Y en un orgasmo, Arturo dejó este mundo.
Los minutos siguientes se evaporaron en el desquicio de la incertidumbre. La joven mujer no entendía lo que pasaba. De repente, estaba desnuda en el pasillo del segundo piso de un pequeño hotel pidiendo ayuda. Una hora más tarde, hasta el lugar llegaron los paramédicos para trasladar el cuerpo que yacía sobre la cama boca arriba y con el semblante rígido, pero sereno. La autopsia reveló la causa de la muerte: infarto agudo de miocardio de gran extensión o muerte súbita cardiaca. En otras palabras más populares y lejos de los quehaceres médicos: se le “paró” el corazón.

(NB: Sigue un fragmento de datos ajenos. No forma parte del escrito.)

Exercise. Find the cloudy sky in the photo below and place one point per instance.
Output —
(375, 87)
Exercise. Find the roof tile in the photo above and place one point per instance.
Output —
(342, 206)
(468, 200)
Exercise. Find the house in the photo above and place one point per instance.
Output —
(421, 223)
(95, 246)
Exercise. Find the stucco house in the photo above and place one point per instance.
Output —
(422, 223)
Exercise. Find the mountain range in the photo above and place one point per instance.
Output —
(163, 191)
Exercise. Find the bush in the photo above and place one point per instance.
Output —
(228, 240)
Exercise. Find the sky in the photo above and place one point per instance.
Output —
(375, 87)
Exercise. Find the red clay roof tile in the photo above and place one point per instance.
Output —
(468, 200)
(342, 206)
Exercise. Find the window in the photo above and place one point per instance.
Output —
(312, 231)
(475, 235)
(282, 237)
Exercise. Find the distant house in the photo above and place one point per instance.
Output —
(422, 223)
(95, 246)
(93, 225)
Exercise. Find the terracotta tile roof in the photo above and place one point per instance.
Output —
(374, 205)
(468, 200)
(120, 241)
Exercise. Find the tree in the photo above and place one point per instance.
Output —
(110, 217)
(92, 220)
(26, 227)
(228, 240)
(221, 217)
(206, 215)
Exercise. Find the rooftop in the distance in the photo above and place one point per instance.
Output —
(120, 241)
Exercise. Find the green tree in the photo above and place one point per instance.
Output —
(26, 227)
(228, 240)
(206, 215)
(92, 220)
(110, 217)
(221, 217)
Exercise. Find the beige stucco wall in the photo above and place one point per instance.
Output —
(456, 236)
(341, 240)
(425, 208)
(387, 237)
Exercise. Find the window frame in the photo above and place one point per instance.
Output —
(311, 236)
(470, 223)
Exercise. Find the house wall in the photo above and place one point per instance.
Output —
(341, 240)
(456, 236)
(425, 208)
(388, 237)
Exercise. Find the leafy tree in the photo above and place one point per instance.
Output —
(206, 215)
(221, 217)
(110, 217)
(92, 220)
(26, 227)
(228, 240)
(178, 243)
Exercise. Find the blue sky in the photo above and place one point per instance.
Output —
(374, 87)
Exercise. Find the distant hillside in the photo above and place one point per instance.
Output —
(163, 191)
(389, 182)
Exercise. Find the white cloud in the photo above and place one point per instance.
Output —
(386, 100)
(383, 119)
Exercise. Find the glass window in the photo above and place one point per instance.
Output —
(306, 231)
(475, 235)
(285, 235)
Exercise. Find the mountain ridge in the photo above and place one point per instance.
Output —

La versión de la muerte no era del todo clara, pero durante la visita obligada al velatorio, las murmuraciones no cesaron. Es indudable la capacidad innata del hombre para crearse historias, unas son divertidas y otras rayan en lo cursi; sin embargo, todas suelen existir efímeramente. La sala de velación estaba inundada de olor a cigarrillo y nardos que acompasaban dentro de enormes floreros las cuatro esquinas del ataúd. Del lado izquierdo, la familia recibía las condolencias. El buen Arturo tenía 45 años y un reconocido vicio por las mujeres, vicio que le había gastado malas y buenas noches de pasión. Su esposa e hijos lo entendieron y respetaron. Jamás faltó el apoyo económico y moral; por lo tanto, no hubo resentimiento alguno con aquel hombre cuyo único delito fue tener una incontrolable atracción hacia el sexo femenino.

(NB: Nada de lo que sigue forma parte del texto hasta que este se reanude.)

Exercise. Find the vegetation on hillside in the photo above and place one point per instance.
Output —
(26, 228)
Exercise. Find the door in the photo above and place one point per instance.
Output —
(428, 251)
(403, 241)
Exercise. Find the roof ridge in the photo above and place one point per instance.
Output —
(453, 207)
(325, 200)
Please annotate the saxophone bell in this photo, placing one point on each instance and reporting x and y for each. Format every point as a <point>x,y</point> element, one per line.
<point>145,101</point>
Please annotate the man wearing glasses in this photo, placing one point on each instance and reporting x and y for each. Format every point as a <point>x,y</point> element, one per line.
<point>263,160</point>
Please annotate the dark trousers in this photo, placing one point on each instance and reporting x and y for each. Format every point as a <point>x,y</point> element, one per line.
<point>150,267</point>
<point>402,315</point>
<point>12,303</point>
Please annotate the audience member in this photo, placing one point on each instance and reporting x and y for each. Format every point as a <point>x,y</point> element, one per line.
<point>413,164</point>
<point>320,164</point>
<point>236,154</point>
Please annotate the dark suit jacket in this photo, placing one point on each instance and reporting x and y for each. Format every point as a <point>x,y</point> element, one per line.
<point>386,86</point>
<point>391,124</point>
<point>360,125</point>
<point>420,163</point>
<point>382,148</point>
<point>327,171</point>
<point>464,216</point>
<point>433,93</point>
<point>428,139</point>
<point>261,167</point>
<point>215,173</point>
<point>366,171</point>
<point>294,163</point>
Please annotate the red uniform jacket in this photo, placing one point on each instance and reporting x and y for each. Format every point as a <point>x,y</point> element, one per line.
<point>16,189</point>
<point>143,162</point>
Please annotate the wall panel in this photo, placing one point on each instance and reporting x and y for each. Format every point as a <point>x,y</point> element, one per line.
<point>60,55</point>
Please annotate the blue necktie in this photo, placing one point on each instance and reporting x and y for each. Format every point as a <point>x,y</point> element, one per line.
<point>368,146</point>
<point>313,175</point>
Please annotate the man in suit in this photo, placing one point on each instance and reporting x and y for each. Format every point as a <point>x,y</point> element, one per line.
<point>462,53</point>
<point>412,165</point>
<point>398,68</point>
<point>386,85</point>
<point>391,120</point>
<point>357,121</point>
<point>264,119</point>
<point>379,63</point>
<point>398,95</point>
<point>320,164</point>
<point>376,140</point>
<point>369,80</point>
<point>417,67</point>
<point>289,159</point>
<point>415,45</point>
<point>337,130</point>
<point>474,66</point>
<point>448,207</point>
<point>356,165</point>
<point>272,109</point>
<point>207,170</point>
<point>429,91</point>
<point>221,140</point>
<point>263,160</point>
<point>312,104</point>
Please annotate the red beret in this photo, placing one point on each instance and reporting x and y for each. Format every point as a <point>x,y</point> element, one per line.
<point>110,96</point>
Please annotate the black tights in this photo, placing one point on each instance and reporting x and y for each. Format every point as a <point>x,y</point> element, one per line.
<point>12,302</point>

Lo funerales fueron solemnes. Diez hermosas coronas, ataviadas con diversos colores florales con un pequeño listón negro, acompañaban el cortejo fúnebre. Los mariachis, a petición familiar, tocaron “el rey” de José Alfredo Jiménez y la de “caminos de Guanajuato” para hinchar el sentimiento lastimero de propios y extraños. Entre los asistentes estaban familiares, amigos y uno que otro atraído por circunstancias nada claras. Por ello, cuando una joven de bellos rasgos se acercó al féretro que se deslizaba hacia la última morada, llamó la atención inmediatamente. Pero no sólo su porte y belleza llamaron a los curiosos, sino su peculiar y pícara sonrisa que iluminó su rostro cuando dejó caer una rosa blanca sobre la caja mortuoria que se encontraba ya en el fondo.